La trama es ingeniosa: unos venezolanos de clase media, bien chéveres, deciden hacer un negocio de rendimiento inmediato, elevado y seguro, consistente en un secuestro con petición de rescate. Lo ponen en marcha con el auxilio de Corina, la novia de uno de ellos y de dos delincuentes (malandros) negros. El secuestrado será el embajador de España. No se dice que sea de España pero se da a entender. Una obra de teatro que se interpreta en la Embajada de España y cuyo asunto es el secuestro del embajador.

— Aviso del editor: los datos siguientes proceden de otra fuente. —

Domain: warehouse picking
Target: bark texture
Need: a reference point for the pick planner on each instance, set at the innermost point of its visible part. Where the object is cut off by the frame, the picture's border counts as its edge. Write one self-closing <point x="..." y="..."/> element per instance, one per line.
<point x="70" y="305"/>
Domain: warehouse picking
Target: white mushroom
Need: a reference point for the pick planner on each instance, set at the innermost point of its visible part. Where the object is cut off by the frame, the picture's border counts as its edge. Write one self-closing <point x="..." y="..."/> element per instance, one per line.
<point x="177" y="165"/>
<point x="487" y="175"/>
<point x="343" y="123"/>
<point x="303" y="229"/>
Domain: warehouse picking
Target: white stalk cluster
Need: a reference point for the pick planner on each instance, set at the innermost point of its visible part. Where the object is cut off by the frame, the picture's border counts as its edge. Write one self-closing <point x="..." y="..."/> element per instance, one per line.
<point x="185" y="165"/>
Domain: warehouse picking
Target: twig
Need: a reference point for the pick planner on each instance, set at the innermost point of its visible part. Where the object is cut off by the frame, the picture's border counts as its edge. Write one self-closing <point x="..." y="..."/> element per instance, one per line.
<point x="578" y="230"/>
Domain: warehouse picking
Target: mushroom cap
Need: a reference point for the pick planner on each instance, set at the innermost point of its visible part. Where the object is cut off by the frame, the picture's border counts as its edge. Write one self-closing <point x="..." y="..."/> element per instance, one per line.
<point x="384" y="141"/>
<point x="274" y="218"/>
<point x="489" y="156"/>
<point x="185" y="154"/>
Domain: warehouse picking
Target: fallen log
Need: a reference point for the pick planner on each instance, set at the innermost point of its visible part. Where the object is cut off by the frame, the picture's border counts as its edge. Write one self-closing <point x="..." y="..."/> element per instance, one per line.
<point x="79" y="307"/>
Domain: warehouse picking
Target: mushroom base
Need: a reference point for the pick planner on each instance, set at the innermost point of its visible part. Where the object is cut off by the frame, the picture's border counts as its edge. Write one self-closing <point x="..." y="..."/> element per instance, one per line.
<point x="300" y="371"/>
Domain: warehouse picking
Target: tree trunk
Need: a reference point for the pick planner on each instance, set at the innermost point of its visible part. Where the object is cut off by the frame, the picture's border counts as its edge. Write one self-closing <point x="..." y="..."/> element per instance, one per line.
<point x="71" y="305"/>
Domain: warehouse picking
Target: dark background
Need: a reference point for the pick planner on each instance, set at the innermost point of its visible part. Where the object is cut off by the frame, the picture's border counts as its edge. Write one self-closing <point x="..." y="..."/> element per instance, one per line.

Los secuestradores quieren un millón de dólares y los que acaban soltándolos, tras convencerse de que son imprescindibles para seguir adelante con sus proyectos y de que constituyen en realidad una buena inversión son el Obispo, el Banquero y el Senador, que son la parte simbólica de la obra: el poder religioso, el económico y el político con sus distintas formas de mediación. El embajador tiene una idea elevada del valor de la embajada y ello le sirve para reflexionar en un triálogo entre estos tres símbolos acerca de los principios mismos del orden. Así, valorando que, por fin, han conseguido convencer al Banquero (reticente al principio) de la necesidad de pagar el millón de dólares, que ya será resarcido, dice el Obispo: "¡Ah el poder! El poder es, al mismo tiempo, nombrable e innomabrable, pero sempre cierto y seguro. Y afortunada y aparentemente confuso: la trasparencia lleva siempre al desorden. Usted será felicitado y nosotros también: al final, querido Banquero, se trata de una buena inversión. No lo olvide" (p. 112). Los secuestradores han puesto en marcha un plan que llaman Pacto de Barlovento y trasladan al secuestrado a una hacienda en esta región. Pero luego sucede que, cuando se están poniendo en ejecución todas las predicciones para materializar el resultado del secuestro y los secuestradores reciben el pago, otros delicuentes, malandros, irrumpen en escena, arramplando con todo lo que encuentran y apropiándose de medios informáticos que no son suyos. Al menos, es lo que la pareja de criollo y negro que gestionó el intercambio ha contado a la otra pareja que quedó a la espera. Y eso puede ser cierto o no. La crítica es aquí costumbrista: la sociedad venezolana no es de fiar; ¡ni los delincuentes son de fiar...!
La obra muestra cierta influencia del teatro de Oscar Wilde, sobre todo en algunos diálogos chispeantes. Así, Ricardo Antonio tiene que tranquilizar a su novia Corina respecto a las consecuencias de sus planes. Por eso le dice: "No olvides que es un secuestro de fin de semana, de viernes a domingo, y también un secuestro diplomático, es decir, muy civilizado." (p. 44).
Se trata, por tanto, de una obra ágil, amable e irónica hacia todas las instituciones establecidas, incluidas las embajadas y, por cierto, muy bien escrita. Sería magnífico verla representada y que, como en la lectura en Caracas, el propio autor hiciera el papel del embajador secuestrado. Lo que no he acabado de entender es qué tenga que ver aquí el poeta romano Ovidio, fuera de que aparezca el nombre de una de sus amadas, Corina.